Pot Luck

Ethnic and Geopolitical Culinary Stereotypes as Expressed Through Google; Or, Why Do White People Eat Breakfast?

The interesting thing about Google is that we ask it the kind of deeply intimate questions that we would never ask another human being, even a friend or loved one. Embarrassing questions; compromising questions; dark questions; questions that reveal our own hidden insecurities and prejudices.

It also reveals a certain hive mind tendency. Type in the very beginning of a question and you may find that Google automatically completes exactly the question you were rushing to ask. "Why are Russians so good...at chess?" How did you know I was going to finish that question with "at chess," Google?

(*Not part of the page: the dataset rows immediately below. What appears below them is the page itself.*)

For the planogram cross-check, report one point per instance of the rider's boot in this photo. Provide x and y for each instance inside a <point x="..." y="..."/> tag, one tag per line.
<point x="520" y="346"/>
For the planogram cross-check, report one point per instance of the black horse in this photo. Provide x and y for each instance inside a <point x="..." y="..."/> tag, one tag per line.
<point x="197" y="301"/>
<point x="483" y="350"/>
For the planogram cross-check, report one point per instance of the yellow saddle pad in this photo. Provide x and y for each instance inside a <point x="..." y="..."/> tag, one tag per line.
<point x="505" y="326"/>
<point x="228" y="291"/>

But for each of these harmless, silly auto-completes, there are always several more that are tacky at best and downright ugly at the worst. "Why are Indians so smelly?" "Why are Irish people alcoholics?"

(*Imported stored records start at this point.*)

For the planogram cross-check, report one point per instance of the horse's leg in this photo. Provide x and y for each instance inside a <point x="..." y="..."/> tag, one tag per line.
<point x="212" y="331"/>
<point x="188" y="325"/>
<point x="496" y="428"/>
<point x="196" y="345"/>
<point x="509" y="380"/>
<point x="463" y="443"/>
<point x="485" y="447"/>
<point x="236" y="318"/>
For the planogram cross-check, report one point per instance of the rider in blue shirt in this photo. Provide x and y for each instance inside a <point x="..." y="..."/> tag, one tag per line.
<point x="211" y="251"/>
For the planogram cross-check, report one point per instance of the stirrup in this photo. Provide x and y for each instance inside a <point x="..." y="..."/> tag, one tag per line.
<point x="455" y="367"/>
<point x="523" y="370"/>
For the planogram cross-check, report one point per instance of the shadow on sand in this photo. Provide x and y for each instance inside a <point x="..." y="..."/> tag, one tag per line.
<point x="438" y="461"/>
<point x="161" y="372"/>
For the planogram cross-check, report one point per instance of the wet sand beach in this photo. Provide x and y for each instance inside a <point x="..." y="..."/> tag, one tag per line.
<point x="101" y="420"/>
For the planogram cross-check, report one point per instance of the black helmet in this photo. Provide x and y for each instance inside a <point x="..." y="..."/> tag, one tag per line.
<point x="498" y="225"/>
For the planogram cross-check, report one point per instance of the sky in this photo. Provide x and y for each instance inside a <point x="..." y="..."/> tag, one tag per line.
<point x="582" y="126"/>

A vast web of stereotypes laid bare, courtesy of Google and its clever habit of transforming millions of users' search histories into one giant artificial intelligence capable of finishing your question before you can.

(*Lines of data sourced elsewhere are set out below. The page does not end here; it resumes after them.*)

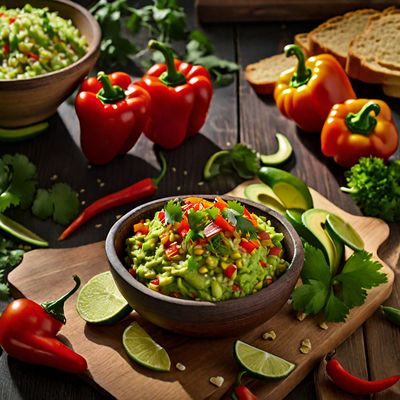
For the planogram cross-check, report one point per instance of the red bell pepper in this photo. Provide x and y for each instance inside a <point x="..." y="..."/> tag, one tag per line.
<point x="180" y="96"/>
<point x="28" y="332"/>
<point x="111" y="117"/>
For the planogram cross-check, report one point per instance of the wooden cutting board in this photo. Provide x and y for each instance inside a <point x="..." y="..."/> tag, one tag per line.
<point x="284" y="10"/>
<point x="47" y="273"/>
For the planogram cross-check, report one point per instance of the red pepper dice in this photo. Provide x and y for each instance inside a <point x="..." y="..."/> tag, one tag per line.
<point x="28" y="332"/>
<point x="180" y="96"/>
<point x="111" y="116"/>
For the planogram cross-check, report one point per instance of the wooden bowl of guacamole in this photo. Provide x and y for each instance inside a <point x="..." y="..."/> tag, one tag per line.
<point x="202" y="316"/>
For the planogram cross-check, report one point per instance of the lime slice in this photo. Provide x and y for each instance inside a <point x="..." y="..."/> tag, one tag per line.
<point x="20" y="232"/>
<point x="345" y="232"/>
<point x="214" y="165"/>
<point x="17" y="134"/>
<point x="284" y="152"/>
<point x="144" y="350"/>
<point x="261" y="363"/>
<point x="100" y="302"/>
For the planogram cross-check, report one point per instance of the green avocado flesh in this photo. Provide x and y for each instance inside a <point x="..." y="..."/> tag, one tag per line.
<point x="263" y="194"/>
<point x="314" y="220"/>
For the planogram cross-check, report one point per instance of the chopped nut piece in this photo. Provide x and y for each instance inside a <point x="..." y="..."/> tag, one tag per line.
<point x="323" y="325"/>
<point x="180" y="367"/>
<point x="271" y="335"/>
<point x="305" y="346"/>
<point x="217" y="380"/>
<point x="301" y="316"/>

Of course, nearly every ethnicity, race, gender or country of origin you type into the Google search box results in the auto-complete question "Why are __________ so rude?" (Instinctive, sometimes insurmountable xenophobia pretty much always leads us to believe that every other culture is somehow ruder than our own.) It's nevertheless interesting to see what culinary stereotypes the average Google user carries with them, no matter how off-base or potentially offensive they are.

I started by typing in the most basic culinary stereotypes I could think. "Why do Germans eat..." "Why do Mexicans eat..." Sauerkraut and beans were the first items to come up in Google's search results.

And then I got really curious. You could substitute any country's demonym for "Germans" or "Mexicans." You could substitute any race, ethnicity, gender, age or even socioeconomic status, for that matter. The Google hive mind would have a culinary stereotype for them all.

I started with just continents, taking screen shots all along the way.

As briefly touched upon in this week's post on cooking the Easter bunny, there is a surfeit of interest in North America over other cultures eating meats that we don't personally consider food, such as cats, dogs or even -- as with the case of Africans and Australians -- elephant and kangaroo. We might not want to eat those things ourselves, but we're sure as hell keen to know why others do.

And then I moved on to countries.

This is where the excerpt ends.